I run a few trail cameras year-round on my hunt property just to see what I might see, but right now is when I start serious recon for the upcoming season. Velvet antlers are up and growing full bore. A buck’s rack will have developed its eight or 10 points in June, and most of the of the tine and beam length will fill in by late July. When you get a single image of a potential shooter, your eyes will pop, and you’ll know it! Then you can scatter more cameras throughout your property to start tracking and narrowing his movements.

Mineral Cams

If it is legal to attract deer with mineral licks where you hunt, do it. Building one mineral or bait site for every 50 to 100 acres you hunt is about right. Hook a camera on a tree within 10 feet every lick you create. In a few weeks you’ll get hundreds of images of deer digging and licking dirt. By late August you’ll gather an inventory of the size and age class of most of the bucks on your land.

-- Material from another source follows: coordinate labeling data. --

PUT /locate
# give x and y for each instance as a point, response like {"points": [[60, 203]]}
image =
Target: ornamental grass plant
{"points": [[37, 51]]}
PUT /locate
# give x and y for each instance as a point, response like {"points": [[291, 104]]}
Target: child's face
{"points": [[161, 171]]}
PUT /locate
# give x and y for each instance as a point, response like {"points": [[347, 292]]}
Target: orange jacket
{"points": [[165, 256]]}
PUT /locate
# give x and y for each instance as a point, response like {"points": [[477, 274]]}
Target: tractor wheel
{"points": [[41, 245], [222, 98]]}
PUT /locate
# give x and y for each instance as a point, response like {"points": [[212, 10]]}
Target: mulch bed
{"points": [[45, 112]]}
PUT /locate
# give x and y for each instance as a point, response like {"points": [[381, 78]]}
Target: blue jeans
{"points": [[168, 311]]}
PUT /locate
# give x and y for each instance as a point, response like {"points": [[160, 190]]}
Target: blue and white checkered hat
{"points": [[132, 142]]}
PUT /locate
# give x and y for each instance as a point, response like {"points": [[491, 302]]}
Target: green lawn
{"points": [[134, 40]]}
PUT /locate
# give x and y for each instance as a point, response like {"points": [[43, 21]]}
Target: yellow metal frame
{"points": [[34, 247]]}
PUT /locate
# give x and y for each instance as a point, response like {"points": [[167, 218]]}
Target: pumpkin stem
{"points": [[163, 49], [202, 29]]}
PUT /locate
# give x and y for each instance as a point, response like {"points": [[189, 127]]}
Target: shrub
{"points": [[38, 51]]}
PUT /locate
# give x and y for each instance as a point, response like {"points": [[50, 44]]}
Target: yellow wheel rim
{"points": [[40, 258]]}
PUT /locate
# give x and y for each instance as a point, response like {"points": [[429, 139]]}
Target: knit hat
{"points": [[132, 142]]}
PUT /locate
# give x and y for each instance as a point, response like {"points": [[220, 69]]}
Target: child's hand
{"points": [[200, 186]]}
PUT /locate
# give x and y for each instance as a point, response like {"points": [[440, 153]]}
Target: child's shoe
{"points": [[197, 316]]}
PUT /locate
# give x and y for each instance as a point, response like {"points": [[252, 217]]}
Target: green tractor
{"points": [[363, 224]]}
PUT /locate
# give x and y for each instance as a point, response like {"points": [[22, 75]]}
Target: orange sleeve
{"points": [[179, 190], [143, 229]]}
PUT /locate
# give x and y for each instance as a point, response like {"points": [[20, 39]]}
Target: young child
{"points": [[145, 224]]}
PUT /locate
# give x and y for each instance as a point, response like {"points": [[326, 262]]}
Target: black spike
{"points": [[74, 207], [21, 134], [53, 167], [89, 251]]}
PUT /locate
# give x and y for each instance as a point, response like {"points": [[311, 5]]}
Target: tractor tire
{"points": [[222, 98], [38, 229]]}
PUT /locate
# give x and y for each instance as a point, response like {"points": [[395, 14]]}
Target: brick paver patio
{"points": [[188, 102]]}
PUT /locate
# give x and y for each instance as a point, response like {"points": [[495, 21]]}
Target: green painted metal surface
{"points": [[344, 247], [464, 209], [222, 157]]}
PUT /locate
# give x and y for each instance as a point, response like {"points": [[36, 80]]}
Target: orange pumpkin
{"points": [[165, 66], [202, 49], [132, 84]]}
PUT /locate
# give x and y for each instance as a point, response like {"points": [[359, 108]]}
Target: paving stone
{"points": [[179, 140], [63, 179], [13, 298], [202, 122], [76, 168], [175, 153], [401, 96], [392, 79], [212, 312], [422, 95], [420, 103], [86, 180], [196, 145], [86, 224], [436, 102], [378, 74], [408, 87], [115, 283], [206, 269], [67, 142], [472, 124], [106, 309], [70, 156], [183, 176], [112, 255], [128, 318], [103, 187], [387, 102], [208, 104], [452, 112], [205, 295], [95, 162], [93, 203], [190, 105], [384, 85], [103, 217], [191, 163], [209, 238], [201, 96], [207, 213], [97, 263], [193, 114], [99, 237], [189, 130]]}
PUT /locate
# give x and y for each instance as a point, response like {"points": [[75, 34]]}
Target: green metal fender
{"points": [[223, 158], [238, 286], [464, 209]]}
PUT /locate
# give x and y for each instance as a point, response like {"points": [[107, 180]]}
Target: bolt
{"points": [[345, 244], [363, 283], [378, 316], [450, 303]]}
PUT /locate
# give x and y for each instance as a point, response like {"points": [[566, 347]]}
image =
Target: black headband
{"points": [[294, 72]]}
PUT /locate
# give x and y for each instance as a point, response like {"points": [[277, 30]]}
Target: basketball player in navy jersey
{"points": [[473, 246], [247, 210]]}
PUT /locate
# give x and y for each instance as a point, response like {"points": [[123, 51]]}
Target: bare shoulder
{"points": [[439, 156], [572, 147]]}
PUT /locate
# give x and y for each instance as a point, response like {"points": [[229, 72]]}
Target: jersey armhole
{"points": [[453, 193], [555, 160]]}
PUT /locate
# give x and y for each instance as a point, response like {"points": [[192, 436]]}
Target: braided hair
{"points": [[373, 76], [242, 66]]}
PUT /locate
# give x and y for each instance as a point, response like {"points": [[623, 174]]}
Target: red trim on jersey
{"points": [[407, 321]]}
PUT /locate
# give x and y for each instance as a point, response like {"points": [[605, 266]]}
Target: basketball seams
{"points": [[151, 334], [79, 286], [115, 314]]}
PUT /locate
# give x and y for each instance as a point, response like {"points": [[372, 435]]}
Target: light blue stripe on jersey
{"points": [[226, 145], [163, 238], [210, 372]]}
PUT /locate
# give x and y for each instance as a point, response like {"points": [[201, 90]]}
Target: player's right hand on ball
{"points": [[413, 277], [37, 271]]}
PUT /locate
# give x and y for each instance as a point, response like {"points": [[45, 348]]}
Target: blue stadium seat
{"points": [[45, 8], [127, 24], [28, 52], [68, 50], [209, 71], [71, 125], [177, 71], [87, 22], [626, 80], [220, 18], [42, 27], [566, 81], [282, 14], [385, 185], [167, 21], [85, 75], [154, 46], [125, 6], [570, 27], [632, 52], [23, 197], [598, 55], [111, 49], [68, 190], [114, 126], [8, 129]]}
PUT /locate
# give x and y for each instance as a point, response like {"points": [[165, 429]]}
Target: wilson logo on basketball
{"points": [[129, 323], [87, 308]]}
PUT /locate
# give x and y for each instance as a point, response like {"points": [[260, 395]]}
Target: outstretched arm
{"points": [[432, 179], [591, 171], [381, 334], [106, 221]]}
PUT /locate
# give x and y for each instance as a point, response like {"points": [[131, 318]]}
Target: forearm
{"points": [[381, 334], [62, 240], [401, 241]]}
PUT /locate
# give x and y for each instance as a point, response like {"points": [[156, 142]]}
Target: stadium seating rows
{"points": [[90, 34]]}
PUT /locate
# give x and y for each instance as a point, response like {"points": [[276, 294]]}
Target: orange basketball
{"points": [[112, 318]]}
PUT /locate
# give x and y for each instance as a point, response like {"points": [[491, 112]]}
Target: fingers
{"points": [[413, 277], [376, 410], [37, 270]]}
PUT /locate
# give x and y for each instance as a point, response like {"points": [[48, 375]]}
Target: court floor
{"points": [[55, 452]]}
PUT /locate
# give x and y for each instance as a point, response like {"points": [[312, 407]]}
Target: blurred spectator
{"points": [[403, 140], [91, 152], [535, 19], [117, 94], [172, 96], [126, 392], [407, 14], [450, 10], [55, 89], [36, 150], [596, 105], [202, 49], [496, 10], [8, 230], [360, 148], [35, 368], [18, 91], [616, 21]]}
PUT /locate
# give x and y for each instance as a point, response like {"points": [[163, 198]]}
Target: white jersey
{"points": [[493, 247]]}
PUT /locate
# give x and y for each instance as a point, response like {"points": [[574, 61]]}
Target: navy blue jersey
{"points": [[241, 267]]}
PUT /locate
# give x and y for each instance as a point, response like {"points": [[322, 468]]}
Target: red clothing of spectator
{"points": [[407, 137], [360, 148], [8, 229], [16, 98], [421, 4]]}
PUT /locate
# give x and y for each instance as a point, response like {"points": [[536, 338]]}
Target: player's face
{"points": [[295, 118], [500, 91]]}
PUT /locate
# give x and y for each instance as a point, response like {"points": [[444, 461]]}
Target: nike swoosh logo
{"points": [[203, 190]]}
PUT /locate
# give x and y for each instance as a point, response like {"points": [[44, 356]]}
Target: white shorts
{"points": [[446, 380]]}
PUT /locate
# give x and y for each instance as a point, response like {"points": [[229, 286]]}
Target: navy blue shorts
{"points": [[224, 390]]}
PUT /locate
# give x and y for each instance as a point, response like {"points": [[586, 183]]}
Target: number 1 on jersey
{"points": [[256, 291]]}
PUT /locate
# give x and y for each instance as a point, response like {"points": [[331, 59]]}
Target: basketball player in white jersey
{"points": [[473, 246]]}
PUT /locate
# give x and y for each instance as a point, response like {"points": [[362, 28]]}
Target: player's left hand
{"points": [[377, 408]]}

I like to build mineral sites just inside wood lines near the corners and edges of fields or plots, and close to deer trails where bucks can veer over to work the dirt with minimal effort. These will be your most productive surveillance sites for the next two months.

Food Plot Cams

Our little hunt club has several half-acre clover plots tucked throughout our Virginia woods. We hang a camera on the edge of each and point it out toward the middle where we can cover the entire plot, or most of it. The goal in July is not so much to get a closeup picture of a big deer, you just want to surveille as much ground as you can with wide-angle cams in hopes of getting those first small but telling images of bodied-deer with the tallest racks.

Cropfield Cams

I set multiple cameras on the larger bean and cornfields on the farm I hunt, but as a rule I do not aim those cams out into the middle of the fields. Rather, I try to set field cams 20 or 30 yards back in the thickets that rim the edges, on or near well-used trails that deer walk to get to the crops. Secluded, thick pockets and trails are where you’re apt of get images of a big velvet buck working the area. Gaps in fence rows and open gates near fields are great pinch points for cameras.

Water Cams

Where in the heck to set cameras in the thick, green, muggy summer woods? It’s tricky, but focusing on creeks, beaver ponds and other waterholes is a good way to narrow the woods and get some buck images, especially in drought conditions, as we’re seeing in many parts of Mid-Atlantic and South this summer. Scout and set cameras near creek crossings or pond edges with the most deer tracks. As summer deepens, bucks like to hang out in low-lying areas where it’s cool and shady.

Set some cameras out in good spots these next few weeks, and you can find out not only the fields or plots where a big deer or two are feeding, but perhaps also where they’re bedding in the shady woods near water. Although this initial intel will reveal the bucks’ summer habits, the animals will still be on those patterns when bow season opens in a couple of months.